Ayrıca Rusya’ya yeniden ihracat için Birleşik Arap Emirlikleri ve eski Sovyetler Birliği ülkelerini, özellikle de Kazakistan, Kırgızistan, Ermenistan ve Özbekistan’ı sık kullanılıyor. Verstka’ya konuşan iş insanları, her ülkenin farklı özellikleri olduğunu söylüyor.

Ermenistan örneğine bakmak gerekirse, sevkiyat büyükse ve onu uçakla taşımak pratik değilse, karayoluyla İran’a gönderiliyor.

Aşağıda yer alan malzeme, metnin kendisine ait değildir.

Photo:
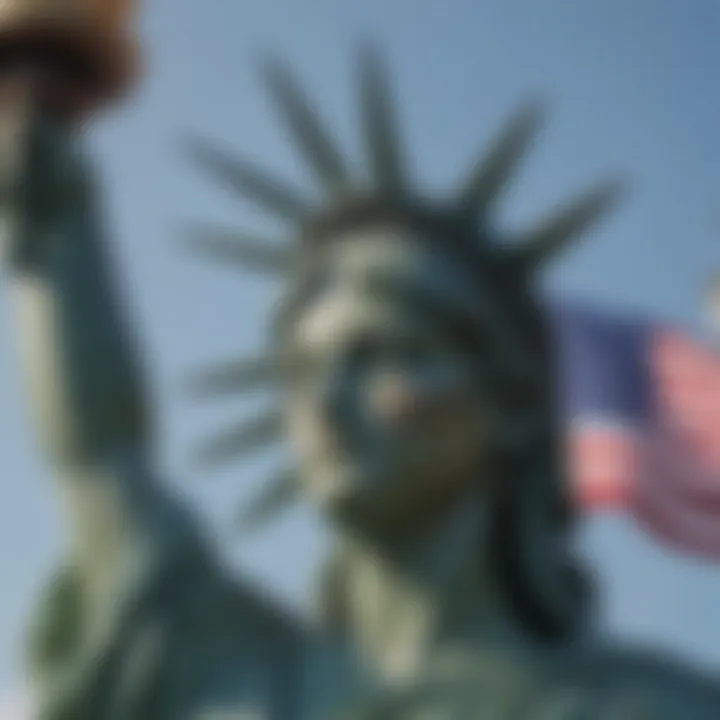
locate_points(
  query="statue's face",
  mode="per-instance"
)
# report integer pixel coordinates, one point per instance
(384, 410)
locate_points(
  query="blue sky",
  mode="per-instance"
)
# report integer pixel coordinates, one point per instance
(633, 88)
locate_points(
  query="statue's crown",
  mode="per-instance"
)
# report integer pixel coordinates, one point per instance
(466, 216)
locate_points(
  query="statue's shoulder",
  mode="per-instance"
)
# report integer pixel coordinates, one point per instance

Sonra gemiyle Hazar Denizi üzerinden Astrahan Limanı’na ulaştırılıyor.

Right-flow lojistik şirketinden Armen’in anlattığına göre, bu zor güzergah tercih ediliyor. Çünkü Ermenistan’ın Rusya ile kara sınırı yok, Gürcistan üzerinden yapılırsa da yaptırımlar listesinde olan ürünlerin transitinde sorun çıkabilir.

Malların bir kısmı, küçük işletmelerin yardımıyla küçük partiler halinde Rusya’ya geliyor. Armen’in sözlerine göre, küçük sevkiyatlarda sorun olmuyor:

Ancak büyük konteynerlerle mal geldiğinde, Çin devreye giriyor. Eskiden küçük hacimde yük taşınması için kullanılan güzergahların tamamı şu an Rusya’ya ithalat için kullanılıyor.

Savaşın başlamasının ardından Rusya’ya ithalat düştü, Nisan 2022’de ise en düşük düzeye ulaştı. Fakat Eylül 2022’de ithalatçı ülkelerin değiştirilmesi sonucunda savaş öncesi düzeye geri döndü.

Silverado analistlerine göre, Ekim 2022’de Batılı ülkelerden Rusya’ya ithalat yüzde 50-80 azaldı. Avrupa ve ABD’nin piyasadaki yerini ise Çin ve Bağımsız Devletler Birliği ülkeleri aldı.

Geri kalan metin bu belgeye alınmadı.